O sonho continua, e as matizes de cores imergem num degradê de sensações


Por vezes, faço questão de não ir à Conferência dos Sentimentos… Há coisas num mundo surreal dos sonhos que jamais superam essas sensações vivazes de conhecer os fatos do mundo, de compor nas ruas da ilogicidade… Dos arbustos florescentes na esquina, dos ipês amarelos forrando o chão dum tapete florido…

Canto, Erato, sem sofreguidão e lamento,
uma ode à beleza de um sonho em desvanecimento
que consiste num trafegar solitário e ausente,
refletindo as cores dum azul cingente.

Perpassa, dantes, teu manto escrito
polivalente, iluminado e bem sortido,
ao passo que teu clarividente espírito
se denuncie amiga da minha pena aqui curtido.

Ela. Erato. Nome austero, evidente. Acompanha-me desde idos tempos de frescor infantil. Nos poemas sobre os girassóis, nos jogos de troca-palavras sobre os blocos de arquitetura dos textos. Não foi muito manifesta sua influência, exceto por outros que com ela conviveram. Vinícius, Cecília, Quintana, Lisboa…

Borboletas, chuva, um coraçãozinho… Coisas saudosas de infância… O trem, o burrinho de andanças, o telefone de disco… Objetos e meios que não voltam mais.

O carvão, o animal e a mecânica deram lugar a outras coisas, nesta crua realidade. O tempo é implacável.

O tempo, cara Musa, poesia-inspirar
é implacável, não há do que cessar
as engrenagens dão lugar a eletroímãs
as últimas ideias serão sempre as primas.
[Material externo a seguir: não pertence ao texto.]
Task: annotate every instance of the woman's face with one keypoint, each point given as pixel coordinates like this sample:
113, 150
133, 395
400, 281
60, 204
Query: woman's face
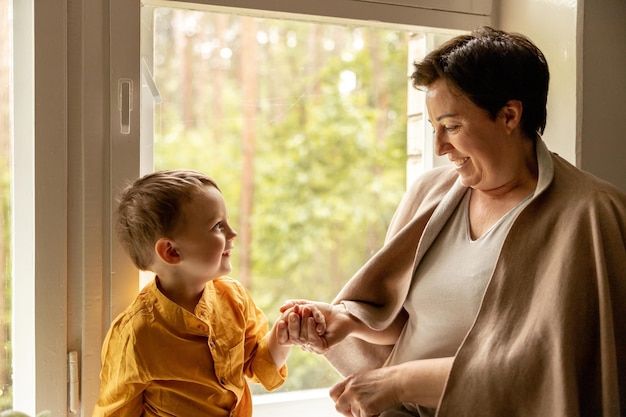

Confesso, nesta infância sutil que eu vivia,
no concreto cinza, o que me apetece
é uma esfera de ar azul-celeste
que levitando, me consumia em alegria.

Eis os tempos que passam como um sopro em nossa vida… Nossos objetivos mudam, nossas ideias mudam… Conhecemos a dura realidade – a realidade física, sensível e dolorosa – e as magias da infância são desinventadas. Os apegos infantis cedem espaço a outros apegos.

Mais sorrateiros… Mais libidinosos…

Mas o romper está justo na flor,
que desabrocha na clareira, por entre as relvas
e subtende um convite de mistério e calor…

Manto da noite, que cobre sol e selvas,
vê o que me fez de meus olhos:
Abrolhos! Abrolhos!
E os lampejos doces e frutíferos da malícia,
convidam, indiscretamente a provar esta delícia.

A juventude é o meio mais divisível de uma psique humana. Muitas desgarram dessa magia infantil e endurecem seu coração para as realidades, tornando-as mais marmorizadas, opacas e numeráveis. Alguns raros (sem parcialidades, juro!) transformam essa magia feliz numa melancolia pungente, sempre constante e furtiva… Sempre furtiva, evoluindo num frenesi incontrolável, onde cada vez mais, os gestos, os afetos, e as pequenas letras tomam espaço para valorizar tão contundida existência.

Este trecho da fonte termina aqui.